Piłka ręczna. Wenta: Powołam Bieleckiego nawet bez formy

Trener kadry piłkarzy ręcznych Bogdan Wenta zdradził w wywiadzie dla dziennika "Polska", że powoła Karola Bieleckiego do reprezentacji, nawet gdy ten nie będzie w formie. Zawodnik w czerwcu doznał koszmarnej kontuzji oka, po której groził mu nawet koniec kariery. Po rehabilitacji wrócił jednak do treningów i dziś znów jest bohaterem swojego niemieckiego klubu.

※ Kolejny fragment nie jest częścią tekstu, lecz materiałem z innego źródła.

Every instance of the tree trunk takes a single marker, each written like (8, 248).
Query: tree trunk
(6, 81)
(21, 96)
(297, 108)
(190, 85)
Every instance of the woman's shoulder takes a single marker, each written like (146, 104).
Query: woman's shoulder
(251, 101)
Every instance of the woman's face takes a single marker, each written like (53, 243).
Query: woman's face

Wenta zapytany o to, czy powoła powracającego do wielkiej formy Bieleckiego przyznał: - Nawet bez formy. Nie chciałbym, by to tak pusto zabrzmiało, ale my naprawdę nie wątpiliśmy, że Karol wróci do świetnej dyspozycji.

- Mam nadzieję, że znajdzie tyle sił, by wrócić do drużyny. Droga dla niego jest otwarta, bo ten chłopak wiele udowodnił. To jego częściowe, w pewnym sensie, inwalidztwo jest siłą dla wszystkich. Skoro on gra, to jak ktoś inny może narzekać na ból mięśniowy? - pyta wymownie trener.

- Jeśli Karol podejmie decyzję, by wspierać nas w reprezentacji, to będziemy się cieszyć - dodał Wenta. - Ale musi ją podjąć sam. I każdą zaakceptujemy. Takich jak Karol przecież nie mamy w kraju za wielu. Podobnie zresztą jak braci Lijewskich czy Jureckich.

Wenta o Bieleckim: to fenomen! Drzwi do kadry są przed nim otwarte!

Wielki powrót Bieleckiego

28-letni zawodnik został ranny w oko po starciu z Josipem Valciciem w pierwszych minutach spotkania z Chorwacją (11 czerwca). Najpierw trafił do kieleckiego Szpitala Wojewódzkiego, skąd przetransportowano do Kliniki Okulistyki Uniwersytetu Medycznego w Lublinie. Tam przeszedł operację poszycia oka.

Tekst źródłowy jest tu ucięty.